Once upon a time, I did some work to investigate putting Parrot into Emacs, and then writing an Elisp implementation of Parrot. I had some promising early results, but the complaints about Guile community being "too small" to handle the load of Emacs' needs probably applies to Parrot as well.

I've admittedly never been fully convinced at RMS' claim that we could compile all other languages down to Guile. I have a master's degree specifically focusing on multi-lingual VMs, and I'm somewhat convinced this is all much harder than it looks.

If I were going to approach this problem anew, I'd see if it's possible to embed Vert.x in Emacs and write an Elisp implementation for Vert.x.

Christopher Allan Webber, Evan Prodromou likes this.

Just realized, sadly: Vert.x switched to the EPL instead of the Apache license, so my idea is a non-starter for licensing reasons.

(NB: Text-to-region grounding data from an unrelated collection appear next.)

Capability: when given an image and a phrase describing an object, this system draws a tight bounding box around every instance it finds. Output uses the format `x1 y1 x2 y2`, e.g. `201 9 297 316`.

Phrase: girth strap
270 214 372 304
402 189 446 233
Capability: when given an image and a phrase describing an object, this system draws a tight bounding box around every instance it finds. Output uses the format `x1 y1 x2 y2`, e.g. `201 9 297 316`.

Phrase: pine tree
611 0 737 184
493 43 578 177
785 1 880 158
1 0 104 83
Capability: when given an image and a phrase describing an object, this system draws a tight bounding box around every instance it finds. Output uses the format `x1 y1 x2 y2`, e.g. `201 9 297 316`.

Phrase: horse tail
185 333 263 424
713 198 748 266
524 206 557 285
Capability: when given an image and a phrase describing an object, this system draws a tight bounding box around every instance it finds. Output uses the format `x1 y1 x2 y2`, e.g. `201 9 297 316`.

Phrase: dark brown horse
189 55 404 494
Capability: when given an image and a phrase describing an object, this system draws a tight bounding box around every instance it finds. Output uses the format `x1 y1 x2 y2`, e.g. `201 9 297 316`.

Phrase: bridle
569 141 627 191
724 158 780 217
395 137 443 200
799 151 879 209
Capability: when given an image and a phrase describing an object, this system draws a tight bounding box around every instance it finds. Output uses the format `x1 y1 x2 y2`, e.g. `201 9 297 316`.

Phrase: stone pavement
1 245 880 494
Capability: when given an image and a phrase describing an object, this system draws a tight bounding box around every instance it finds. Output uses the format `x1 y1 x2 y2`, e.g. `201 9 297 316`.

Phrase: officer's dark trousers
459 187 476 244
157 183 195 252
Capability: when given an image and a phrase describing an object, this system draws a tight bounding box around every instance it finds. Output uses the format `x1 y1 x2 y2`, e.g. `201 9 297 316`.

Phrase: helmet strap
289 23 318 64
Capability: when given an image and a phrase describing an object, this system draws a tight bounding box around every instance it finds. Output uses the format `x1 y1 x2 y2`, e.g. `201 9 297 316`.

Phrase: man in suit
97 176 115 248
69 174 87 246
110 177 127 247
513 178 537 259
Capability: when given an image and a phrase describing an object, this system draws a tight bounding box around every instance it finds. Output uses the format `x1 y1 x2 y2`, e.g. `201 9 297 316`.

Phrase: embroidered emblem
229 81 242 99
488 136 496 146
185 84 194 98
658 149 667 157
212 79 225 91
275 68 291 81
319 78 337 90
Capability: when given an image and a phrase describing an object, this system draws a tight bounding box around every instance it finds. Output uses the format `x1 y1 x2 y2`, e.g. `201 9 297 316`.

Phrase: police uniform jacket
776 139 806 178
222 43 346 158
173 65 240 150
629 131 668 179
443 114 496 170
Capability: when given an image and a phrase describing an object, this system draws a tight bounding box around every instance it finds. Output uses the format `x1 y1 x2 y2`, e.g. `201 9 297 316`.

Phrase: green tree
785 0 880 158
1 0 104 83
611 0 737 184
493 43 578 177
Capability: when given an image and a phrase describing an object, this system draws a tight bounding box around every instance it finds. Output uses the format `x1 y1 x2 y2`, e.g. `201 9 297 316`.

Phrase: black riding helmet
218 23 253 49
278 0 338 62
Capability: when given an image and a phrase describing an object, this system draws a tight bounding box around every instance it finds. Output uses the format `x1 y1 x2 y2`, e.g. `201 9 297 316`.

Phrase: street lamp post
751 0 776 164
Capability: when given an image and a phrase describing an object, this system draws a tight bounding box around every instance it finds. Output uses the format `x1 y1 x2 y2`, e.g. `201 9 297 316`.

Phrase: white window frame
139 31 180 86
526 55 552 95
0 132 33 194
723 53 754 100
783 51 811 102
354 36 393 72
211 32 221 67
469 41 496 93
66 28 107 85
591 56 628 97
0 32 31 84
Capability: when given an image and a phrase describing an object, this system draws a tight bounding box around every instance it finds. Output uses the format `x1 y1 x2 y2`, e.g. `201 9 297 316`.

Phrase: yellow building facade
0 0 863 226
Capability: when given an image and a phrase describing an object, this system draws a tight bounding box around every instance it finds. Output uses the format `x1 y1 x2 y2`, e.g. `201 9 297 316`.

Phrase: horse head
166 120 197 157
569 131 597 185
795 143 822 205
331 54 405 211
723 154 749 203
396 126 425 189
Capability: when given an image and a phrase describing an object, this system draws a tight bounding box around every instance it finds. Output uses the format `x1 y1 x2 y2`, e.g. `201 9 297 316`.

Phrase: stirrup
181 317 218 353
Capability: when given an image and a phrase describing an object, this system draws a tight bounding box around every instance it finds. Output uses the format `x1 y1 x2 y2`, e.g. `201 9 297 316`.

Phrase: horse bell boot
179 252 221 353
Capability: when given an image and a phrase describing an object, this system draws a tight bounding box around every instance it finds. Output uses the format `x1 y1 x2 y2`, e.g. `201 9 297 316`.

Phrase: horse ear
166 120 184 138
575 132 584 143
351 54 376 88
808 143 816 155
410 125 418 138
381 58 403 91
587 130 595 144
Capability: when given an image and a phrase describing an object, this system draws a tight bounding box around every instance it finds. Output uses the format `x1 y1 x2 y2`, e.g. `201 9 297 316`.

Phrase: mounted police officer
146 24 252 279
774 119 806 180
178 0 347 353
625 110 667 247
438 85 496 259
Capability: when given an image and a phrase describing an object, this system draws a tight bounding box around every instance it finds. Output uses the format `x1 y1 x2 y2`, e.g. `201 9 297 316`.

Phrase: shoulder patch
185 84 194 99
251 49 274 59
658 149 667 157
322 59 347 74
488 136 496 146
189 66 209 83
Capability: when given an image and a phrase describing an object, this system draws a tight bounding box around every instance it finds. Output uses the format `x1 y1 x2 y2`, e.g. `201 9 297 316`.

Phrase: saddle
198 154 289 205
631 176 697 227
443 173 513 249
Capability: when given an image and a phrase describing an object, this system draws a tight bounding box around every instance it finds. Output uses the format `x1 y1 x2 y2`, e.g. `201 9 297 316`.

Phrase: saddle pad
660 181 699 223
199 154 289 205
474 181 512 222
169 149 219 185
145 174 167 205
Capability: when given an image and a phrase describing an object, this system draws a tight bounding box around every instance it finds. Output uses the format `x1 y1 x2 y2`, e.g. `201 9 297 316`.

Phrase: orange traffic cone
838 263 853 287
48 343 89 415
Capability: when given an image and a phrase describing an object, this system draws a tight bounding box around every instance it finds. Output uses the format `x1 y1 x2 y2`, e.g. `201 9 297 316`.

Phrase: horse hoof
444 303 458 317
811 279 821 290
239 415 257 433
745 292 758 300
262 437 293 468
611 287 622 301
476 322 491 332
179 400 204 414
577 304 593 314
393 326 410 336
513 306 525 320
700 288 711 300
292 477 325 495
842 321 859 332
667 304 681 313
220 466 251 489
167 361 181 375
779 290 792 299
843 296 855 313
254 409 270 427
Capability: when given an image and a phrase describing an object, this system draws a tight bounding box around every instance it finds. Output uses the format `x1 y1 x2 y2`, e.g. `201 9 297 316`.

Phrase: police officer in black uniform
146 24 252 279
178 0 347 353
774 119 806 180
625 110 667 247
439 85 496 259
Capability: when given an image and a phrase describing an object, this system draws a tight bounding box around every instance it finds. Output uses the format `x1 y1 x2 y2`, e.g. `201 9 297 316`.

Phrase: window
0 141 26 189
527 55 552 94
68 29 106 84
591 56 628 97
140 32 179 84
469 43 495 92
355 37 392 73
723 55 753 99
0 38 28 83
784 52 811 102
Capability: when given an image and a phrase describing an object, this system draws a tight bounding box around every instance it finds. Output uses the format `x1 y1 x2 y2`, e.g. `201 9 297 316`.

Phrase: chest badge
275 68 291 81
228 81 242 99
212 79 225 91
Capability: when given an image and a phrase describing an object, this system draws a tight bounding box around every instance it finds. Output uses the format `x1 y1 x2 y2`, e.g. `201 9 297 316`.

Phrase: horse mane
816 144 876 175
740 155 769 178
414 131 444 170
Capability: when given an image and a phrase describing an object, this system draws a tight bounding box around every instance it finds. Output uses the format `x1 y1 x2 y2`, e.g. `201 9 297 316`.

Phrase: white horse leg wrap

Bradley M. Kuhn at 2014-10-10T16:25:30Z

I definitely think it will be hard, and I'm also pretty skeptical of the idea that all languages can compile down to Guile. I'd love to see it be true! But thus far, it seems that it's been hard to have that happen.

But I think emacs lisp -> guile (or Parrot, for that matter) may be different: there's only one source that uses emacs lisp, which is emacs, and it seems pretty likely that collaborating upstream with emacs would make this possible.

Given that and how much works, and given the things that don't or aren't ideal, it seems like the hurdles remaining aren't impassable.